Levels of documentation

https://news.ycombinator.com/item?id=32909343

powersurge360

I am becoming increasingly skeptical that good internal documentation is even possible. I've been working in software development for around 12 years and have never seen it done well and asking around the best I've heard offered up is the equivalent of an internal stack overflow. For a while, I thought that maybe an exception would be having a technical writer on staff but after reading this post I'm significantly disheartened on that front too. I'd be interested to hear if anyone on hacker news has experienced good internal documentation and even more interested if any of you folks have experienced anything truly great.

For my contribution, I've found that documentation fails for a couple of reasons. The first is the burden of correctness.

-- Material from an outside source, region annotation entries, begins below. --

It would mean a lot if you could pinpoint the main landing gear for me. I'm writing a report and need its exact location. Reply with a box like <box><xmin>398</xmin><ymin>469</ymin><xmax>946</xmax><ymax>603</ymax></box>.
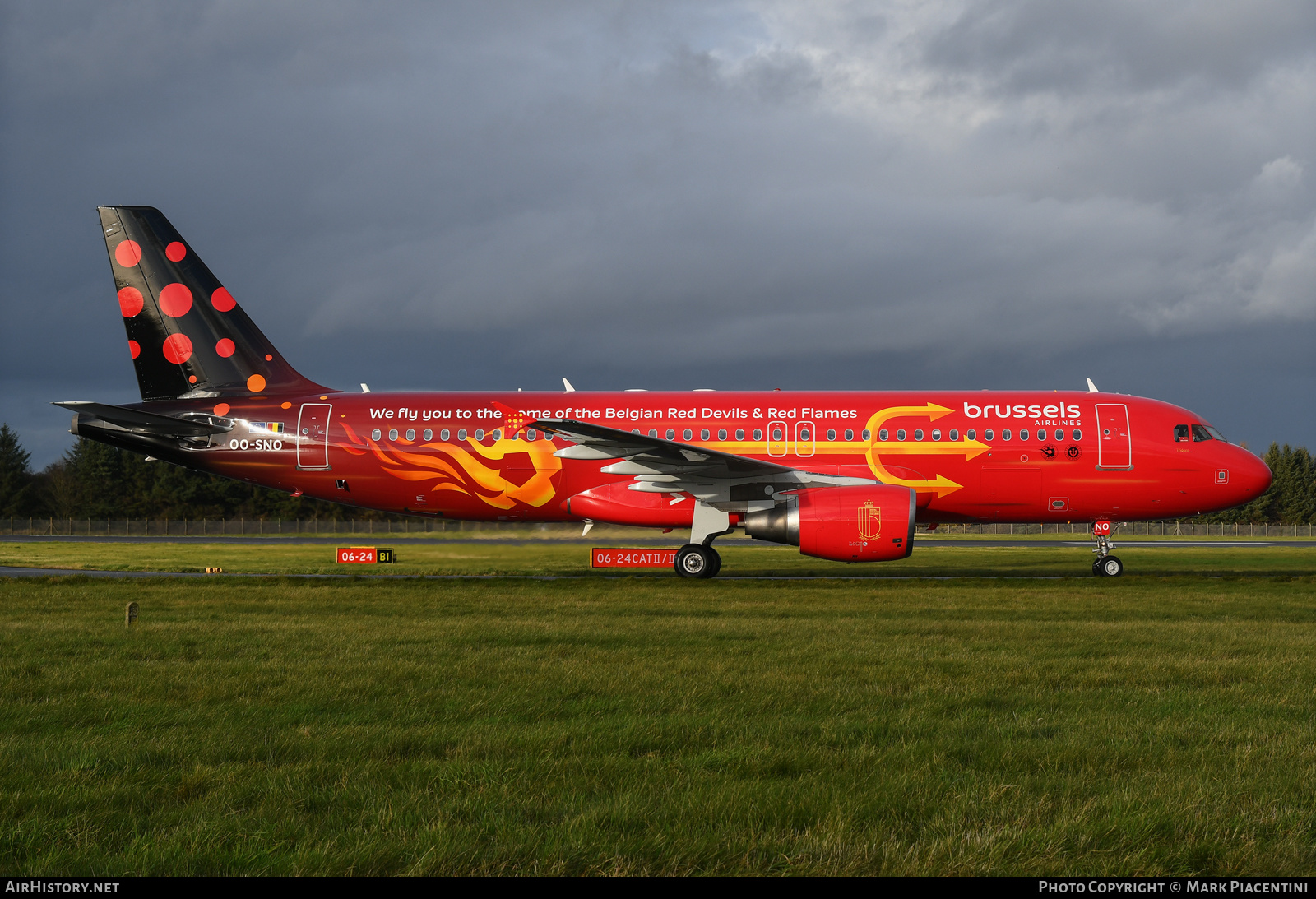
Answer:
<box><xmin>1092</xmin><ymin>521</ymin><xmax>1124</xmax><ymax>578</ymax></box>
<box><xmin>676</xmin><ymin>544</ymin><xmax>722</xmax><ymax>578</ymax></box>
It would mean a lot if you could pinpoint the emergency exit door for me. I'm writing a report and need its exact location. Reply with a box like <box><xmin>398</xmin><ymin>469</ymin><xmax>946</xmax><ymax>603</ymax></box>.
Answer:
<box><xmin>298</xmin><ymin>403</ymin><xmax>333</xmax><ymax>469</ymax></box>
<box><xmin>1096</xmin><ymin>403</ymin><xmax>1133</xmax><ymax>469</ymax></box>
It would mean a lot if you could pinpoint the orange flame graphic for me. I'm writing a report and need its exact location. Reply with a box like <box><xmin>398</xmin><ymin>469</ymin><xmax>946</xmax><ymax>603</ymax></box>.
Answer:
<box><xmin>336</xmin><ymin>423</ymin><xmax>562</xmax><ymax>509</ymax></box>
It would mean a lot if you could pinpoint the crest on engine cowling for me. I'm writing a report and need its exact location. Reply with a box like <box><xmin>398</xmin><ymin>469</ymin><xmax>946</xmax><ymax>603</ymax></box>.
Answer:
<box><xmin>860</xmin><ymin>499</ymin><xmax>882</xmax><ymax>540</ymax></box>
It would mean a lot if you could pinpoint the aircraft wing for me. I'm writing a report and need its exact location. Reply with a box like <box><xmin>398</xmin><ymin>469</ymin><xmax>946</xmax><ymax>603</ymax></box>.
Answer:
<box><xmin>531</xmin><ymin>419</ymin><xmax>877</xmax><ymax>504</ymax></box>
<box><xmin>51</xmin><ymin>401</ymin><xmax>233</xmax><ymax>437</ymax></box>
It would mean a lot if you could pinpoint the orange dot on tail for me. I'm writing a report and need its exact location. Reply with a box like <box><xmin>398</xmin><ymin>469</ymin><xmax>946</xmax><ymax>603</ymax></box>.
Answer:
<box><xmin>118</xmin><ymin>287</ymin><xmax>143</xmax><ymax>318</ymax></box>
<box><xmin>160</xmin><ymin>281</ymin><xmax>192</xmax><ymax>318</ymax></box>
<box><xmin>164</xmin><ymin>334</ymin><xmax>192</xmax><ymax>364</ymax></box>
<box><xmin>114</xmin><ymin>241</ymin><xmax>142</xmax><ymax>268</ymax></box>
<box><xmin>211</xmin><ymin>287</ymin><xmax>239</xmax><ymax>312</ymax></box>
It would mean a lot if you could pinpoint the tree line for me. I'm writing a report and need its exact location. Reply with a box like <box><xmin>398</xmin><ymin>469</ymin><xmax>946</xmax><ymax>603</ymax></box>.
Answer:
<box><xmin>0</xmin><ymin>424</ymin><xmax>1316</xmax><ymax>524</ymax></box>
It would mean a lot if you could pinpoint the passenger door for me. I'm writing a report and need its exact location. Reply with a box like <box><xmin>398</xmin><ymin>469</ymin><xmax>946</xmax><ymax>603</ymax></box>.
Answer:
<box><xmin>1096</xmin><ymin>403</ymin><xmax>1133</xmax><ymax>469</ymax></box>
<box><xmin>298</xmin><ymin>403</ymin><xmax>333</xmax><ymax>469</ymax></box>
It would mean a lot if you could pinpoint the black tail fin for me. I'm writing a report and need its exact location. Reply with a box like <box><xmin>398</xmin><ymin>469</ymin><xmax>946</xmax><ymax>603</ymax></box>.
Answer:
<box><xmin>99</xmin><ymin>206</ymin><xmax>325</xmax><ymax>400</ymax></box>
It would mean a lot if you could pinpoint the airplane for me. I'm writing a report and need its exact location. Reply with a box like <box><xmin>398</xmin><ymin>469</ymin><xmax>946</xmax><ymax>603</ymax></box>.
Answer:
<box><xmin>55</xmin><ymin>206</ymin><xmax>1272</xmax><ymax>578</ymax></box>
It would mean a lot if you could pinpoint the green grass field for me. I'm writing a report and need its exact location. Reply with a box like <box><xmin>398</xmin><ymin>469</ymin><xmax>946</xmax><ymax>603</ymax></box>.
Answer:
<box><xmin>0</xmin><ymin>544</ymin><xmax>1316</xmax><ymax>874</ymax></box>
<box><xmin>7</xmin><ymin>540</ymin><xmax>1316</xmax><ymax>578</ymax></box>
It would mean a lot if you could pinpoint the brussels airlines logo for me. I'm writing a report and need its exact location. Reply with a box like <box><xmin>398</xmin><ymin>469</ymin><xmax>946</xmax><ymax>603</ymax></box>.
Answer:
<box><xmin>860</xmin><ymin>499</ymin><xmax>882</xmax><ymax>540</ymax></box>
<box><xmin>965</xmin><ymin>403</ymin><xmax>1082</xmax><ymax>424</ymax></box>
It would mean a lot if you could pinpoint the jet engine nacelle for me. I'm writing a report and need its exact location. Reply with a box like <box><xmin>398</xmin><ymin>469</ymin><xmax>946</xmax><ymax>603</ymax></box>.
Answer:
<box><xmin>745</xmin><ymin>484</ymin><xmax>917</xmax><ymax>562</ymax></box>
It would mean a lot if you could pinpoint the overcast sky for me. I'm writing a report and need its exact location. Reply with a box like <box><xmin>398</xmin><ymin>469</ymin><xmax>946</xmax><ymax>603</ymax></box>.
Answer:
<box><xmin>0</xmin><ymin>0</ymin><xmax>1316</xmax><ymax>465</ymax></box>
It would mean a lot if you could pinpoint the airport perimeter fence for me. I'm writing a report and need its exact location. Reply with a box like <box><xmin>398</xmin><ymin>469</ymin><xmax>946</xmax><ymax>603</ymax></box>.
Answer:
<box><xmin>0</xmin><ymin>519</ymin><xmax>1316</xmax><ymax>540</ymax></box>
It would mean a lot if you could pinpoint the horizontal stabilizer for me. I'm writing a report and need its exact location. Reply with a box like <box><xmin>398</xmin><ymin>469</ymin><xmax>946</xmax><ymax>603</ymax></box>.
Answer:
<box><xmin>51</xmin><ymin>401</ymin><xmax>233</xmax><ymax>437</ymax></box>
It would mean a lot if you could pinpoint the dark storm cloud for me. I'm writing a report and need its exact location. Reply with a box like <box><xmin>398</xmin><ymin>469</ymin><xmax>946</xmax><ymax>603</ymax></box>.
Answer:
<box><xmin>0</xmin><ymin>2</ymin><xmax>1316</xmax><ymax>458</ymax></box>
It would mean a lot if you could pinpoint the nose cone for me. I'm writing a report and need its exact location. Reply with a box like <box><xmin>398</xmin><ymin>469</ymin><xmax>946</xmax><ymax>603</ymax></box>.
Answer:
<box><xmin>1229</xmin><ymin>447</ymin><xmax>1274</xmax><ymax>503</ymax></box>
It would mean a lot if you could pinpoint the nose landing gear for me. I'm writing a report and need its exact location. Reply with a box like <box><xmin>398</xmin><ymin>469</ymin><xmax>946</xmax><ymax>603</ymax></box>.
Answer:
<box><xmin>1092</xmin><ymin>521</ymin><xmax>1124</xmax><ymax>578</ymax></box>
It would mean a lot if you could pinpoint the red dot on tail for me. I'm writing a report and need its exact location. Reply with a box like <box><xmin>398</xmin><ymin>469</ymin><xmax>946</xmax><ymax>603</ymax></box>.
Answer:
<box><xmin>164</xmin><ymin>334</ymin><xmax>192</xmax><ymax>364</ymax></box>
<box><xmin>114</xmin><ymin>241</ymin><xmax>142</xmax><ymax>268</ymax></box>
<box><xmin>118</xmin><ymin>287</ymin><xmax>142</xmax><ymax>318</ymax></box>
<box><xmin>211</xmin><ymin>287</ymin><xmax>239</xmax><ymax>312</ymax></box>
<box><xmin>160</xmin><ymin>281</ymin><xmax>192</xmax><ymax>318</ymax></box>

The people who most would like documentation are also the people who most need the documentation and they usually are also the people most likely to be reluctant to contribute to the documentation because they don't feel they can accurately represent the information. Imagine someone ramping into a feature and spending a few days reverse engineering how it works, collecting info, etc. Sometimes they'll put it up somewhere but a lot of the time contributing partial information feels 'wrong'.

And the second bit I find to be a big reason why documentation efforts fail is just the sheer friction of putting it into the documentation store to begin with. In confluence, for example, if you have a bit of information it can be tough to work out how to categorize it, where in the hierarchy it should go, etc, etc. Or if it's a GitHub wiki you want to put it somewhere that it is discoverable but also be careful that it's 'correct' because you don't want to break backlinks if it gets recategorized.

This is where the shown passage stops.